A comprehensive, open-source business data dictionary stored in SQLite
(datadict.db, with a full schema + data dump in datadict.sql). It collects
standardized business data items across major industries and functional areas,
extracted only from public / open-source resources.
3,051 data items · 12 categories · 9 open-source standards | 31 items corroborated across multiple sources.

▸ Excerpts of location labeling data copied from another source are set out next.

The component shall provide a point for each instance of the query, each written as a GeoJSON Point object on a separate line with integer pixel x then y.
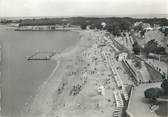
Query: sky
{"type": "Point", "coordinates": [57, 8]}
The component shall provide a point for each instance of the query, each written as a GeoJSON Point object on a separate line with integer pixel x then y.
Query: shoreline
{"type": "Point", "coordinates": [64, 54]}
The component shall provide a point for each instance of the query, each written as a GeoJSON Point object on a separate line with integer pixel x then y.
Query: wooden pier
{"type": "Point", "coordinates": [41, 56]}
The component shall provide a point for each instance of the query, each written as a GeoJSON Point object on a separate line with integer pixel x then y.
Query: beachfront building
{"type": "Point", "coordinates": [122, 56]}
{"type": "Point", "coordinates": [50, 27]}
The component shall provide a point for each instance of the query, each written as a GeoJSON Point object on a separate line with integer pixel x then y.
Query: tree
{"type": "Point", "coordinates": [153, 93]}
{"type": "Point", "coordinates": [164, 86]}
{"type": "Point", "coordinates": [136, 48]}
{"type": "Point", "coordinates": [151, 46]}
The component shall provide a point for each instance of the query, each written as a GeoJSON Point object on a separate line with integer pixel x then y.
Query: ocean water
{"type": "Point", "coordinates": [21, 78]}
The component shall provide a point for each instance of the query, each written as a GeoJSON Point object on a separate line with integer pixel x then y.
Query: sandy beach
{"type": "Point", "coordinates": [71, 89]}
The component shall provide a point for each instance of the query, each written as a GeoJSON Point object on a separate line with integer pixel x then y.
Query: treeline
{"type": "Point", "coordinates": [114, 25]}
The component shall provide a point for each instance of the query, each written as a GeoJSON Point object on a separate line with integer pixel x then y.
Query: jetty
{"type": "Point", "coordinates": [41, 55]}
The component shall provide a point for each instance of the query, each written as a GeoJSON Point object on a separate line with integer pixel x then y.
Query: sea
{"type": "Point", "coordinates": [20, 78]}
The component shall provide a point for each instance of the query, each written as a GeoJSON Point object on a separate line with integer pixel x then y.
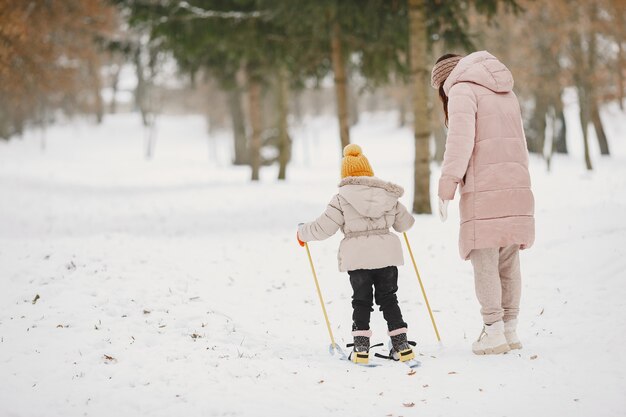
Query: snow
{"type": "Point", "coordinates": [188, 278]}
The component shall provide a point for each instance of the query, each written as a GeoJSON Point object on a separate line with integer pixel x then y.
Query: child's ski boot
{"type": "Point", "coordinates": [361, 347]}
{"type": "Point", "coordinates": [400, 347]}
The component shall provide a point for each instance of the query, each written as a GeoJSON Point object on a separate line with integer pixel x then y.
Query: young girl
{"type": "Point", "coordinates": [364, 209]}
{"type": "Point", "coordinates": [486, 155]}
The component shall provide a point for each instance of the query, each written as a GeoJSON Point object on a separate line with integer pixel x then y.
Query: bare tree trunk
{"type": "Point", "coordinates": [256, 124]}
{"type": "Point", "coordinates": [581, 79]}
{"type": "Point", "coordinates": [620, 33]}
{"type": "Point", "coordinates": [341, 84]}
{"type": "Point", "coordinates": [600, 134]}
{"type": "Point", "coordinates": [421, 121]}
{"type": "Point", "coordinates": [115, 81]}
{"type": "Point", "coordinates": [96, 84]}
{"type": "Point", "coordinates": [594, 113]}
{"type": "Point", "coordinates": [284, 143]}
{"type": "Point", "coordinates": [560, 145]}
{"type": "Point", "coordinates": [140, 89]}
{"type": "Point", "coordinates": [620, 74]}
{"type": "Point", "coordinates": [537, 137]}
{"type": "Point", "coordinates": [239, 127]}
{"type": "Point", "coordinates": [584, 122]}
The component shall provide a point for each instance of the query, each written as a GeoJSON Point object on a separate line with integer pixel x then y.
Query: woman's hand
{"type": "Point", "coordinates": [443, 209]}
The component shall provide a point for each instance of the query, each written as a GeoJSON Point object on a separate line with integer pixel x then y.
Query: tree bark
{"type": "Point", "coordinates": [256, 124]}
{"type": "Point", "coordinates": [620, 74]}
{"type": "Point", "coordinates": [561, 142]}
{"type": "Point", "coordinates": [284, 143]}
{"type": "Point", "coordinates": [140, 89]}
{"type": "Point", "coordinates": [584, 122]}
{"type": "Point", "coordinates": [239, 127]}
{"type": "Point", "coordinates": [96, 84]}
{"type": "Point", "coordinates": [421, 120]}
{"type": "Point", "coordinates": [341, 84]}
{"type": "Point", "coordinates": [600, 134]}
{"type": "Point", "coordinates": [115, 81]}
{"type": "Point", "coordinates": [594, 113]}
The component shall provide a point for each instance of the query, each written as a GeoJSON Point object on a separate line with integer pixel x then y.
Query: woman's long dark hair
{"type": "Point", "coordinates": [442, 93]}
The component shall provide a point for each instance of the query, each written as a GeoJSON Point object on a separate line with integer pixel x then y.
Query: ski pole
{"type": "Point", "coordinates": [319, 294]}
{"type": "Point", "coordinates": [432, 318]}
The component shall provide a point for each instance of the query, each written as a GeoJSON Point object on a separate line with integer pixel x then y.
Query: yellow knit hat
{"type": "Point", "coordinates": [354, 163]}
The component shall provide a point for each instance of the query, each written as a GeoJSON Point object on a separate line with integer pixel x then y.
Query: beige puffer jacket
{"type": "Point", "coordinates": [364, 209]}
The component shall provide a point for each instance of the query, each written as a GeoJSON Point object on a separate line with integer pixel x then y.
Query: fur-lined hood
{"type": "Point", "coordinates": [370, 196]}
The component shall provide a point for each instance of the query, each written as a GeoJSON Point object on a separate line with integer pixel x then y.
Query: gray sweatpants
{"type": "Point", "coordinates": [498, 282]}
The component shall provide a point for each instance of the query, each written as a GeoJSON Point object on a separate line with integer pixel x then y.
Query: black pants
{"type": "Point", "coordinates": [380, 285]}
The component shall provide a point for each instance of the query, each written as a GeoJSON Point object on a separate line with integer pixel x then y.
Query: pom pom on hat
{"type": "Point", "coordinates": [352, 149]}
{"type": "Point", "coordinates": [354, 163]}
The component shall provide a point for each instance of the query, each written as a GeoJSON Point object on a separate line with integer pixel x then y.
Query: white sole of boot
{"type": "Point", "coordinates": [492, 351]}
{"type": "Point", "coordinates": [517, 345]}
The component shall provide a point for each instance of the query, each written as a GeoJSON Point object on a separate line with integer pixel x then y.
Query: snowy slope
{"type": "Point", "coordinates": [175, 287]}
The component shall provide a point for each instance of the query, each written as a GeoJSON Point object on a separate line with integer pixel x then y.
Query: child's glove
{"type": "Point", "coordinates": [443, 209]}
{"type": "Point", "coordinates": [298, 236]}
{"type": "Point", "coordinates": [299, 241]}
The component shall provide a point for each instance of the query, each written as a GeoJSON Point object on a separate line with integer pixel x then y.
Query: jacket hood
{"type": "Point", "coordinates": [481, 68]}
{"type": "Point", "coordinates": [370, 196]}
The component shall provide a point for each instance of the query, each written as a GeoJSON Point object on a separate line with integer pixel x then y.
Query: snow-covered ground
{"type": "Point", "coordinates": [175, 287]}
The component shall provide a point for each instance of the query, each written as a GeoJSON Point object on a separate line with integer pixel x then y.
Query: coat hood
{"type": "Point", "coordinates": [481, 68]}
{"type": "Point", "coordinates": [370, 196]}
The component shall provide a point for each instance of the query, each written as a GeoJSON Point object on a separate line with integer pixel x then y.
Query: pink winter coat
{"type": "Point", "coordinates": [365, 208]}
{"type": "Point", "coordinates": [486, 154]}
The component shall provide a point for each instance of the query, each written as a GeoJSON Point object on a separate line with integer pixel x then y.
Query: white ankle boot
{"type": "Point", "coordinates": [511, 335]}
{"type": "Point", "coordinates": [491, 340]}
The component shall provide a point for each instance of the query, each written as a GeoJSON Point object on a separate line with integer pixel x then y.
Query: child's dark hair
{"type": "Point", "coordinates": [442, 94]}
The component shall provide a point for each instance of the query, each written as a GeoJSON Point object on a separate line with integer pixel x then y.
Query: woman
{"type": "Point", "coordinates": [486, 155]}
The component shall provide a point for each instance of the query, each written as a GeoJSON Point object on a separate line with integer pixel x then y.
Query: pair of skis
{"type": "Point", "coordinates": [412, 363]}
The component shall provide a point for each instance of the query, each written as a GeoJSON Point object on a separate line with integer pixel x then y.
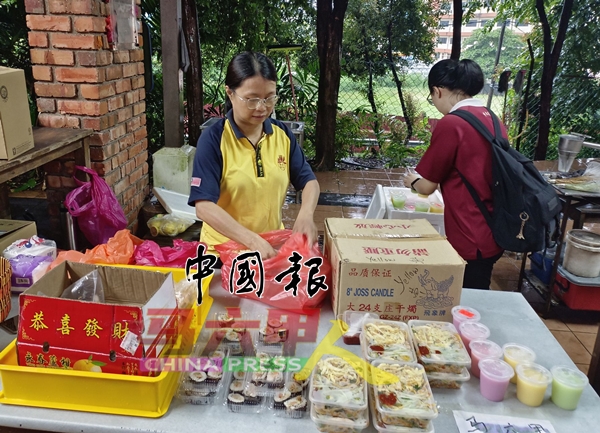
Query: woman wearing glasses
{"type": "Point", "coordinates": [245, 162]}
{"type": "Point", "coordinates": [457, 147]}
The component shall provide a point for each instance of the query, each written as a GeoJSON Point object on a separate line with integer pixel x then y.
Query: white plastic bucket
{"type": "Point", "coordinates": [582, 253]}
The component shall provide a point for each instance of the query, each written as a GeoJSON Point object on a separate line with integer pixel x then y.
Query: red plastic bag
{"type": "Point", "coordinates": [150, 254]}
{"type": "Point", "coordinates": [96, 208]}
{"type": "Point", "coordinates": [118, 250]}
{"type": "Point", "coordinates": [286, 243]}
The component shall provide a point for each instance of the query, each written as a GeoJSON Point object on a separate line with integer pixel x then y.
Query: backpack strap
{"type": "Point", "coordinates": [478, 125]}
{"type": "Point", "coordinates": [478, 202]}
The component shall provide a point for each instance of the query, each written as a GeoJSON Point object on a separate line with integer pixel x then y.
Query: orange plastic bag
{"type": "Point", "coordinates": [295, 261]}
{"type": "Point", "coordinates": [118, 250]}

| Category | Items | Category | Items |
|---|---|---|---|
| Finance / Accounting | 612 | Inventory / Warehouse | 131 |
| Sales / Order Management | 538 | Procurement / Purchasing | 111 |
| Customer Relationship Management (CRM) | 484 | Quality Management | 81 |
| Healthcare | 327 | Maintenance / Asset Management | 32 |
| Product Master Data | 299 | Manufacturing | 15 |
| Supply Chain / Logistics | 226 | ||
| Human Resources | 195 |
| Standard | License | Items |
|---|---|---|
| Microsoft Common Data Model (CDM) | CDLA-Permissive-2.0 | 712 |
| Tryton | GPL-3.0 | 559 |
| Stripe API (OpenAPI) | MIT | 393 |
| Schema.org | CC BY-SA 3.0 | 373 |
| ERPNext / Frappe Health | GPL-3.0 | 319 |
| Odoo | LGPL-3.0 | 275 |
| GS1 (Barcode Syntax Dictionary) | Apache-2.0 | 220 |
| ISA-95 / B2MML | Royalty-free (MESA) | 122 |
| HL7 FHIR (R4) | CC0 (public domain) | 116 |
Full provenance and extraction notes: sources.md.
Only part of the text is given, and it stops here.